Ma il problema è più vasto: una moderna metropoli dovrebbe avere da tempo una linea, un disegno e uno stile di comunicazione coerente, fantasioso e persistente. Qualcosa di solido e permanente che non cambia neppure se le Elezioni comunali le vincesse l’opposizione.
Una metropoli è un brand e qui si sprecano gli esempi ma tra questi non c’è che io sappia nessuna città italiana. Immagino il povero Assessore che dicesse questo in un’Aula consigliare…
È così. Sulla soglia degli anni ’60 stavamo per diventare un Paese moderno, il benessere e l’occupazione crescevano, facevamo prodotti belli – inventammo, sì inventammo il design tanto per dire. Poi qualcosa di non ancora ben chiarito avvenne e ci retrocedemmo e la caduta continua.

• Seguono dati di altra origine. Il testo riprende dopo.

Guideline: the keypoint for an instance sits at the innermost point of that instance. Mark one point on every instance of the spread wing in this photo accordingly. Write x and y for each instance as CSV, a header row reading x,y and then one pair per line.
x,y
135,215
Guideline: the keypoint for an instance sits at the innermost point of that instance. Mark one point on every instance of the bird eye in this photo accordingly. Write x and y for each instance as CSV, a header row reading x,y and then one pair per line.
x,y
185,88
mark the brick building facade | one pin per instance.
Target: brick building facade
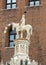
(35, 16)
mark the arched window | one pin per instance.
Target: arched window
(12, 36)
(10, 4)
(21, 62)
(34, 2)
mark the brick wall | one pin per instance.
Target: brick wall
(36, 16)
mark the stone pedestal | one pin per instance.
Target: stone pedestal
(21, 53)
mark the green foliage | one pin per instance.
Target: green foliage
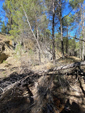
(3, 28)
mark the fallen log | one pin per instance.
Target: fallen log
(72, 65)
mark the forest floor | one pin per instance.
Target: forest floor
(27, 88)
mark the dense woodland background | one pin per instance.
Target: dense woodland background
(52, 25)
(42, 53)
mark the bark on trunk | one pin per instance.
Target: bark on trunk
(53, 40)
(60, 18)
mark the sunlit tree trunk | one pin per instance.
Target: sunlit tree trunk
(61, 27)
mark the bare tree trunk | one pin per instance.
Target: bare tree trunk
(40, 51)
(53, 40)
(61, 28)
(83, 34)
(67, 42)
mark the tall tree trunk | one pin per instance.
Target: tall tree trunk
(80, 53)
(61, 28)
(83, 33)
(40, 50)
(53, 40)
(67, 42)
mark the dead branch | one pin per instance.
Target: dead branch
(72, 65)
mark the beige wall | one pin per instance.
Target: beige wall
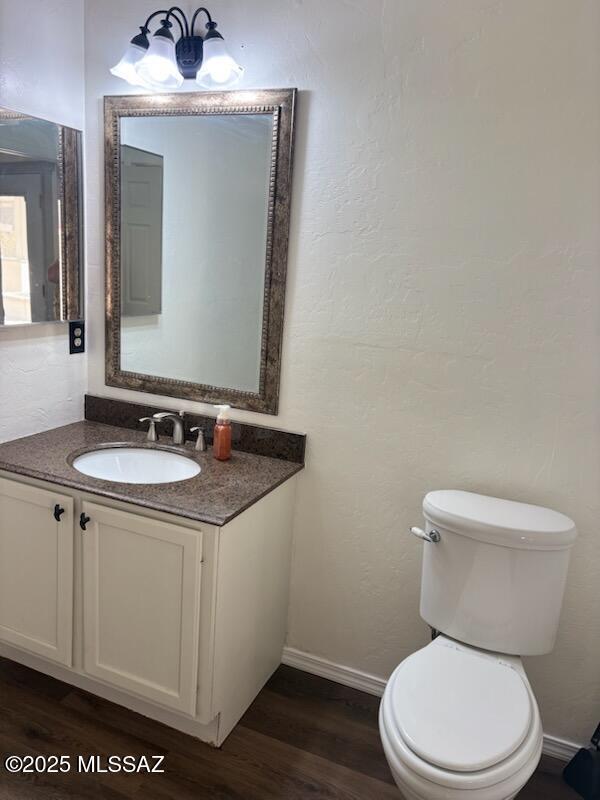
(443, 315)
(41, 73)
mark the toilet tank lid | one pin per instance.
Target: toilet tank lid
(500, 522)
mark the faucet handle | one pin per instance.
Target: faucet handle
(152, 435)
(200, 441)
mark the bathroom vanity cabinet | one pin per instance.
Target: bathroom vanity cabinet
(176, 619)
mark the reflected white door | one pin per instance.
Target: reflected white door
(141, 232)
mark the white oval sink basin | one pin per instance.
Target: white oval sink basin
(136, 465)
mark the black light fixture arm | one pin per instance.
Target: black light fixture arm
(200, 11)
(189, 49)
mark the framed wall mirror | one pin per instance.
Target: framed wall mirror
(197, 216)
(40, 221)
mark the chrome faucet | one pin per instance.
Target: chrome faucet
(177, 420)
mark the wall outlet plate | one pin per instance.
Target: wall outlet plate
(77, 336)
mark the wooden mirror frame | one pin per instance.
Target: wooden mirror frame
(278, 103)
(70, 193)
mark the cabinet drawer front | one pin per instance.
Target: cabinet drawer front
(36, 570)
(141, 605)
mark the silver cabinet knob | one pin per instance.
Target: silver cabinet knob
(152, 435)
(433, 536)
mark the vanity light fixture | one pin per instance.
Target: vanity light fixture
(161, 63)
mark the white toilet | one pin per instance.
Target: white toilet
(458, 718)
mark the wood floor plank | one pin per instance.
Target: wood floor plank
(304, 738)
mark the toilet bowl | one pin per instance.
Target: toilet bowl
(458, 718)
(455, 719)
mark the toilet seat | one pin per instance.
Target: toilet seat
(418, 771)
(459, 709)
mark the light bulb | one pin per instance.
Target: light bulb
(127, 66)
(218, 68)
(158, 68)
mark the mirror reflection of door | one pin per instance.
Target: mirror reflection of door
(141, 231)
(28, 243)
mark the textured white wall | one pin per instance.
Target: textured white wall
(41, 73)
(442, 323)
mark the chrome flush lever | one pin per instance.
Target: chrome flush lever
(433, 536)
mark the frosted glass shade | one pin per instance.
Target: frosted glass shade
(127, 66)
(218, 68)
(158, 68)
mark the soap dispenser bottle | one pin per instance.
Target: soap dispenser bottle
(222, 436)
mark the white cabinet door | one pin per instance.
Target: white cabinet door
(141, 588)
(36, 570)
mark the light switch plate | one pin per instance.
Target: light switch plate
(77, 336)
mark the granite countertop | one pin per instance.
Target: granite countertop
(219, 493)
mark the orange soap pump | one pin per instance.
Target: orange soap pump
(222, 437)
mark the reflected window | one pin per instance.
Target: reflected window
(14, 262)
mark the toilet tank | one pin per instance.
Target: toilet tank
(496, 577)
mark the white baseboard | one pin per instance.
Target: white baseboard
(561, 749)
(334, 672)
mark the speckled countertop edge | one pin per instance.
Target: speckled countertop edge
(221, 491)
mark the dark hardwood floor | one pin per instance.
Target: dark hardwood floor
(304, 738)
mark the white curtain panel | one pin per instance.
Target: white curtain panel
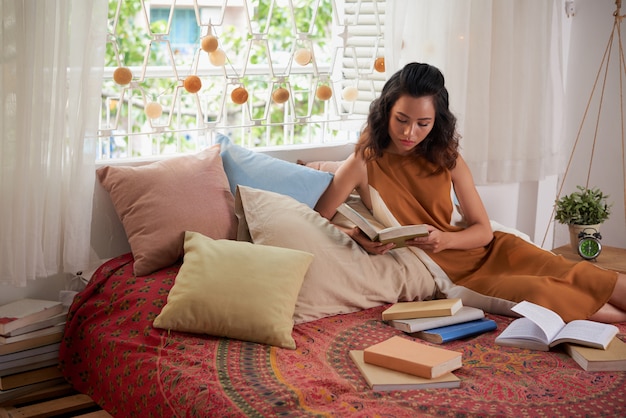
(504, 68)
(51, 63)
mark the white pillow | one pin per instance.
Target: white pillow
(343, 277)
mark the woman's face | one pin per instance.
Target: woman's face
(410, 121)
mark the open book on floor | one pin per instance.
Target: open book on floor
(395, 234)
(540, 329)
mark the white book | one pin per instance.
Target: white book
(44, 323)
(540, 329)
(23, 312)
(395, 234)
(30, 352)
(29, 363)
(465, 314)
(38, 333)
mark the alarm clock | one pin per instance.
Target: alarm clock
(589, 246)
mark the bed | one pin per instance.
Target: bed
(151, 335)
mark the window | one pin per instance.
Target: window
(284, 72)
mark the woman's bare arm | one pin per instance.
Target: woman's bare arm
(352, 174)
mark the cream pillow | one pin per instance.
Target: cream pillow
(235, 289)
(343, 277)
(158, 202)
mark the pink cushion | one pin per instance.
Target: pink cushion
(158, 202)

Anche nella pubblicità avvenne questo: a Clienti e Dirigenti preparati e in ogni caso esigenti e rispettosi della professionalità di un nuovo mestiere che dava voce e reputazione alle loro Imprese succedettero figure sempre più improvvisate. Questo nel settore privato, figuratevi in quello pubblico.
Eppure io ricordo ancora l’Assessore Fiorenzo Alfieri, le sue improvvisate nella mia Agenzia, le quattro chiacchiere entusiaste e concitate dalle quali usciva il nome di un evento, tanto per dire “Luci d’Artista” che inizialmente Fiorenzo pensava di chiamare “Luci della città” ma mi bastò poco a fargli comprendere che il portato principale di quella iniziativa era che le luminarie fossero proprio create da artisti dei quali Torino abbondava. Così fu per molte altre cose come Sistema Musica, i Punti Verdi ecc.
Fiorenzo non mi chiese mai neppure per semplice forma se le nostre consulenze avevano un costo e questo è uno dei ricordi più deliziosi che conservo di quel grande uomo. Era l’Assessore alla Cultura e succhiava consigli a un cittadino che lui giudicava interessato al futuro della nostra città, come in effetti era. Ma non si può dipendere dal portato di figure eccezionali, occorrerebbe normalizzare molte funzioni come quella del messaggio che una Città deve fornire in primo luogo ai suoi cittadini e poi agli ospiti e anche a chi magari non ci verrà mai.
Una città deve avere un’immagine, deve essere desiderabile conoscerla e magari andarci a vivere.
Non ne siamo sempre stati privi. Né del concept verbale (Turin always on the move, ricordate) né di una certa continuità di comunicazione. Ma occorreva naturalmente che dopo quel vero miracolo collettivo e municipale delle Olimpiadi invernali 2006 si continuasse a dare nei fatti a ogni evento quel carattere di città fantasiosa e iperattiva che invece per mille ragioni venne meno.
Anche qui occorre ripartire da zero, occorre che l’Amministrazione comunale non abbia timore delle critiche bigotte a metodologie di lavoro della comunicazione che in tutto il mondo sono omologate da molti decenni. Occorre soprattutto che si individui il nuovo nucleo non tanto di comunicazione ma di ciò che vogliamo diventare come città. La comunicazione metodica e coerente sarà poi un aiuto prezioso per cercare di diventarlo. Sì, perché la comunicazione influisce in primo luogo proprio sugli attori ovvero la cittadinanza che a certe condizioni fa suo il messaggio. Non per passione, semplicemente perché essere cittadini di una città che fa tendenza conviene ai cittadini stessi.